Chemical and in vitro biological information to predict mouse liver toxicity using recursive random forests

dataset

posted on 2016-06-29, 08:32 authored by X.-W. Zhu, Y.-J. Xin, Q.-H. Chen

In this study, recursive random forests were used to build classification models for mouse liver toxicity. The mouse liver toxicity endpoint (67 toxic and 166 non-toxic) was a composition of four in vivo chronic systemic and carcinogenic toxicity endpoints (non-proliferative, neoplastic, proliferative and gross pathology).

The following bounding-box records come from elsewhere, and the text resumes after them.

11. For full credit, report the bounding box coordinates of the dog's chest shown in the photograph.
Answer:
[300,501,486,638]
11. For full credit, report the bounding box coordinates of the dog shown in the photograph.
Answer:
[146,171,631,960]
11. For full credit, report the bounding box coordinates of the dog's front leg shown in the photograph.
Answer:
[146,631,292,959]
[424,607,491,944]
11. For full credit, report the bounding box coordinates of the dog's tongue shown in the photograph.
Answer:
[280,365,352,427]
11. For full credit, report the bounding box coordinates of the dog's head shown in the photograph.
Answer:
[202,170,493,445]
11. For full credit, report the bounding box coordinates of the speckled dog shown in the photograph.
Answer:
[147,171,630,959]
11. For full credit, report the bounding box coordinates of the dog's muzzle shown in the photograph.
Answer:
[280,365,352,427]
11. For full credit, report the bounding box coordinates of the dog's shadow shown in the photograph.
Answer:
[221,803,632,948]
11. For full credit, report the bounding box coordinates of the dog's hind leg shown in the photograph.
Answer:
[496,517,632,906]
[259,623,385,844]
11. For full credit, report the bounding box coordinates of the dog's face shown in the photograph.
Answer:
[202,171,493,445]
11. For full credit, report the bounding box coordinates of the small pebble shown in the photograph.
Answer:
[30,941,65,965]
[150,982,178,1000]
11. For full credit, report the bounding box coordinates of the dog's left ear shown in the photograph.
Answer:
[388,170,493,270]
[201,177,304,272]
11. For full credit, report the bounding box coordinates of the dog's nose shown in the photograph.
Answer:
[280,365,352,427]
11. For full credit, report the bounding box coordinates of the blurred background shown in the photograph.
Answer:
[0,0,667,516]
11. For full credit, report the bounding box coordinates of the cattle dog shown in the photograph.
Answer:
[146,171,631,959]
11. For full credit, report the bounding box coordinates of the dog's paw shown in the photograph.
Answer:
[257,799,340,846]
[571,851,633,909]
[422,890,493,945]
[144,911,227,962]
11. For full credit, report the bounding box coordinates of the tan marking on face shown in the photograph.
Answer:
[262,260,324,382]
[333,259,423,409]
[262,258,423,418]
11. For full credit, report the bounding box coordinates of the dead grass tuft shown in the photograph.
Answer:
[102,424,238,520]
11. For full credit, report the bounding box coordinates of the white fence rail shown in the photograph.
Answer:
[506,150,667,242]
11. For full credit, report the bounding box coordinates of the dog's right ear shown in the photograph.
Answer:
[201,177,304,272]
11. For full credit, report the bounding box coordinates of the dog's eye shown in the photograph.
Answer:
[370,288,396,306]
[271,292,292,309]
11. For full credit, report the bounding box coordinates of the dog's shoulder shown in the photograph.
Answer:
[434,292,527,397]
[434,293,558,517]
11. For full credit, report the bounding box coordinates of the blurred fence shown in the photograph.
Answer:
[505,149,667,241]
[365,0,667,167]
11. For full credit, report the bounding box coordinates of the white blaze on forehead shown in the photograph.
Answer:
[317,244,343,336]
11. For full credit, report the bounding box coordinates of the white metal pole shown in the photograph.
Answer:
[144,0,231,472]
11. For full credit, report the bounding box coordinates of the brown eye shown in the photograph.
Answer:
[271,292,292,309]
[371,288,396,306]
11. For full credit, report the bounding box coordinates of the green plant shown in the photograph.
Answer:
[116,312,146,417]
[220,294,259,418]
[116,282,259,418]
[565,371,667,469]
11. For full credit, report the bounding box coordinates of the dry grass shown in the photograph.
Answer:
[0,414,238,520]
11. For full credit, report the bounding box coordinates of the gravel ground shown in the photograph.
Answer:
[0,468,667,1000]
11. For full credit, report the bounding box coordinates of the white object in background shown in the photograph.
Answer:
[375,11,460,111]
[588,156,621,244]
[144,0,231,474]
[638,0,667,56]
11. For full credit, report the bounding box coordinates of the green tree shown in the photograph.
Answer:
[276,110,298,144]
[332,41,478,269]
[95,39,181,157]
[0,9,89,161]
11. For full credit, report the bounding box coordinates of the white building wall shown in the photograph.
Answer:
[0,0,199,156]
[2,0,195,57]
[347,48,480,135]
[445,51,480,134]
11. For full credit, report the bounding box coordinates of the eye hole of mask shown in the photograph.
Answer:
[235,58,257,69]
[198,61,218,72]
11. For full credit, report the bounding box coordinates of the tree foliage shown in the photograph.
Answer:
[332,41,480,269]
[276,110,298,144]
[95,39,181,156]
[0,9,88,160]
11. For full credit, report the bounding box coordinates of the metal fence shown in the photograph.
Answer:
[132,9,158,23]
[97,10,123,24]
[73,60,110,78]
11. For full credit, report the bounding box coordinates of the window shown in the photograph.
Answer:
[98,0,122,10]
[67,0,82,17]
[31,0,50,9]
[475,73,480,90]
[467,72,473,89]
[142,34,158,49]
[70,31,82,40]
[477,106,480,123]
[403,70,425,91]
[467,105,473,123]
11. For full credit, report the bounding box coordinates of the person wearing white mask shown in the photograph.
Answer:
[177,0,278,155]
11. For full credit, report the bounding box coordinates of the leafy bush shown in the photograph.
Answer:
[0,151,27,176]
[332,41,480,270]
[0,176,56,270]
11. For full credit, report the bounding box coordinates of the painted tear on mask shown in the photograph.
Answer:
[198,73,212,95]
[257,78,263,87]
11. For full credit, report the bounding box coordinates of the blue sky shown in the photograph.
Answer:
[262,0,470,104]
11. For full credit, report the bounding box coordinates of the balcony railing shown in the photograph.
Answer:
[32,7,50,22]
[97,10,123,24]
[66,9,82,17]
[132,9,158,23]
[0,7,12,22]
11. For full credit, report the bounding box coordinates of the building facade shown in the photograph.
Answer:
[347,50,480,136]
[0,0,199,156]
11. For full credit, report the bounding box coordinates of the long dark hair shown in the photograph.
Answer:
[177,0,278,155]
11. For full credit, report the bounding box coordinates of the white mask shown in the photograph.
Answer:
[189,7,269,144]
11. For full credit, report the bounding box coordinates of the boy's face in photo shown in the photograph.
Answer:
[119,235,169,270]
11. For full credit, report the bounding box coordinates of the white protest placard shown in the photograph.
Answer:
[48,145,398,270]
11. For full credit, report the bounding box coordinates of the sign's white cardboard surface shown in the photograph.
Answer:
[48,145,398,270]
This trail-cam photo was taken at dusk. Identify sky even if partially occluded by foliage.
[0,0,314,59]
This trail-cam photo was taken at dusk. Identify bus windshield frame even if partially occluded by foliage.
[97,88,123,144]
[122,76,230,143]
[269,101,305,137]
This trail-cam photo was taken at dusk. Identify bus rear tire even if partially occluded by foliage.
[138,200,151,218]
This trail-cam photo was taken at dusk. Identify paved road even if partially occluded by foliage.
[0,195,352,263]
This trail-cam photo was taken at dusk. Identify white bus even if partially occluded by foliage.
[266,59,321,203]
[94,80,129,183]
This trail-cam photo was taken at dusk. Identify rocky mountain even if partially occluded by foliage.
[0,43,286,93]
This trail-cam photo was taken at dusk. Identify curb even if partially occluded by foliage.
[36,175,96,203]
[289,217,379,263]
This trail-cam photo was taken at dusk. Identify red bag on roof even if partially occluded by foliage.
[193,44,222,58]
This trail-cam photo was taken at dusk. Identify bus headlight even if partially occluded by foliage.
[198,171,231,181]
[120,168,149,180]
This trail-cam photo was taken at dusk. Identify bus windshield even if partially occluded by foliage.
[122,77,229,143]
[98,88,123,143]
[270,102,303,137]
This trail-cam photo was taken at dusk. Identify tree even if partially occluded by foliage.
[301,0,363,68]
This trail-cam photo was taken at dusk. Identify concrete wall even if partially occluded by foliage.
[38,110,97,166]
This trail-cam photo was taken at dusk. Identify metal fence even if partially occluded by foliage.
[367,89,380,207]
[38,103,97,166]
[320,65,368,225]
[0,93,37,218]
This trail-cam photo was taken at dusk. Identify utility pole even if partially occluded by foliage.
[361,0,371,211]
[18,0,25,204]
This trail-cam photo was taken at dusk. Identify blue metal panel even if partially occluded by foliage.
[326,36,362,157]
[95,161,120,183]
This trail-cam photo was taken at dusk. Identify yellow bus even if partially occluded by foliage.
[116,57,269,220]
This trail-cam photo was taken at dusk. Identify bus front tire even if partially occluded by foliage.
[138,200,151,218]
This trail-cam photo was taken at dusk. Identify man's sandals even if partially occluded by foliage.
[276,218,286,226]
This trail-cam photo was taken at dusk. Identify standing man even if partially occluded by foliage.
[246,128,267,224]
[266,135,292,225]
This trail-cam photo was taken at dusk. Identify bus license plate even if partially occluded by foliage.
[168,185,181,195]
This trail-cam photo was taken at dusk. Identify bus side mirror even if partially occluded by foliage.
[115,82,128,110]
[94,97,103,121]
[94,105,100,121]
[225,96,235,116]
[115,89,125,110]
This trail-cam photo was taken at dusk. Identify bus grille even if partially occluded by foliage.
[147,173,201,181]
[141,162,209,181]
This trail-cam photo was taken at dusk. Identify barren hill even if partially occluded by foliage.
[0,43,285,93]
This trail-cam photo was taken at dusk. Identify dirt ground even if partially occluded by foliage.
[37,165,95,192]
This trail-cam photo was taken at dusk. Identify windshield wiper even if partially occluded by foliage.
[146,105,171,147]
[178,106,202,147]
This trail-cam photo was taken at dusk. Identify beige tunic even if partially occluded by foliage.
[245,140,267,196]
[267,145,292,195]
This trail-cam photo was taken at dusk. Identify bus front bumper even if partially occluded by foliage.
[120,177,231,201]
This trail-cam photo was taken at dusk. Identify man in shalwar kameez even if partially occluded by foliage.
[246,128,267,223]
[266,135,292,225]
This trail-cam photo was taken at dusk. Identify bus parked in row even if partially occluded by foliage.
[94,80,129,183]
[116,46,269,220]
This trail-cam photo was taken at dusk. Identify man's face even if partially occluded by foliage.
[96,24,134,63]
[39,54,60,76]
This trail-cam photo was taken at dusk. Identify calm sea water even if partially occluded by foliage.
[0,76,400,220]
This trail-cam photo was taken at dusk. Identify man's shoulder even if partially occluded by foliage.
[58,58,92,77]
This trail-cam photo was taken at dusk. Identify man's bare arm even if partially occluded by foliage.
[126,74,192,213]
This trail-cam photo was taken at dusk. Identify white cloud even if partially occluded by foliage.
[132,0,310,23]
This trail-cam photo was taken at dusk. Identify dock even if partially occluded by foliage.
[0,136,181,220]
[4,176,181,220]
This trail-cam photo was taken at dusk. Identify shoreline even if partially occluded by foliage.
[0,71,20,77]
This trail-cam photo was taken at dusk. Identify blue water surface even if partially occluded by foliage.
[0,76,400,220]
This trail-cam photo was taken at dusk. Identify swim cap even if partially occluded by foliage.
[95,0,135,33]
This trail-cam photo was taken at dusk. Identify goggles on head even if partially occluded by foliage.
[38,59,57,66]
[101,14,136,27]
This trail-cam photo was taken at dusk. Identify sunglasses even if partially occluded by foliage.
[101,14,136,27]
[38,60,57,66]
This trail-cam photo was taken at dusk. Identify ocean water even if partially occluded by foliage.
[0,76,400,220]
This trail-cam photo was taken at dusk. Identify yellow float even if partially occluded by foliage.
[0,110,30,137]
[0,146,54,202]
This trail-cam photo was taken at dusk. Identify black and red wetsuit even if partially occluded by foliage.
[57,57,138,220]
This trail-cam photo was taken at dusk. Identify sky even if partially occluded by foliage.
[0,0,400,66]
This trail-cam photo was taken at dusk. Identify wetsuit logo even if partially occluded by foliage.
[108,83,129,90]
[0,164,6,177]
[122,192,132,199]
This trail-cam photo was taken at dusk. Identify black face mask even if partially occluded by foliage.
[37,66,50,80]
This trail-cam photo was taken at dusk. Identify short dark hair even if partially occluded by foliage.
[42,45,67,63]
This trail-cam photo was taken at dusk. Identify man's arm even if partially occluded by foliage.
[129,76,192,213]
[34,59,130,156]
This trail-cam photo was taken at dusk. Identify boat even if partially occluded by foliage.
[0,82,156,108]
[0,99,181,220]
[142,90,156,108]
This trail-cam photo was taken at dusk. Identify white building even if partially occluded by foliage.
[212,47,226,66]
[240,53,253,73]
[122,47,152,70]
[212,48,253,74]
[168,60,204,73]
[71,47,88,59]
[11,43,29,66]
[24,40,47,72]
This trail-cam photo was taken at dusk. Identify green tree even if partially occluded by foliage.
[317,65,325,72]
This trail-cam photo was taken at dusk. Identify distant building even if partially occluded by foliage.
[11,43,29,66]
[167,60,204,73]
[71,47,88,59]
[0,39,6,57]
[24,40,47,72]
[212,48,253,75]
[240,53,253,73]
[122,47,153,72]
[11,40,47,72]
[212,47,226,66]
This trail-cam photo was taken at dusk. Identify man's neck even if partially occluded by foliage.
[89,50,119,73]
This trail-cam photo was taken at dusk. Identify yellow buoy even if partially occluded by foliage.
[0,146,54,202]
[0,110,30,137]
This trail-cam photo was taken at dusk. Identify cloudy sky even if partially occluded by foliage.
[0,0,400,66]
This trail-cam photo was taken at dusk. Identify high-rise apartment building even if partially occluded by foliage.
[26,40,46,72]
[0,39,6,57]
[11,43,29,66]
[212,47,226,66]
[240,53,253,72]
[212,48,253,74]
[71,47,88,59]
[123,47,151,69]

A multiple under-sampling approach and a shifted classification threshold of 0.288 (non-toxic < 0.288 and toxic ≥ 0.288) were used to cope with the unbalanced data. Our study showed that recursive random forests are very efficient in variable selection and for the development of predictive in silico models. Generally, over 95% redundant descriptors could be reduced from modelling for all the chemical, biological and hybrid models in this study. The predictive performance of chemical models (CCR of 0.73) is comparable with hybrid model performance (CCR of 0.74). Descriptors related to the octanol–water partition coefficient are vital for model performance. The in vitro endpoint of CYP2A2 played a key role in the development and interpretation of hybrid models. Identifying high-throughput screening assays relevant to liver toxicity would be key for improving in silico models of liver toxicity.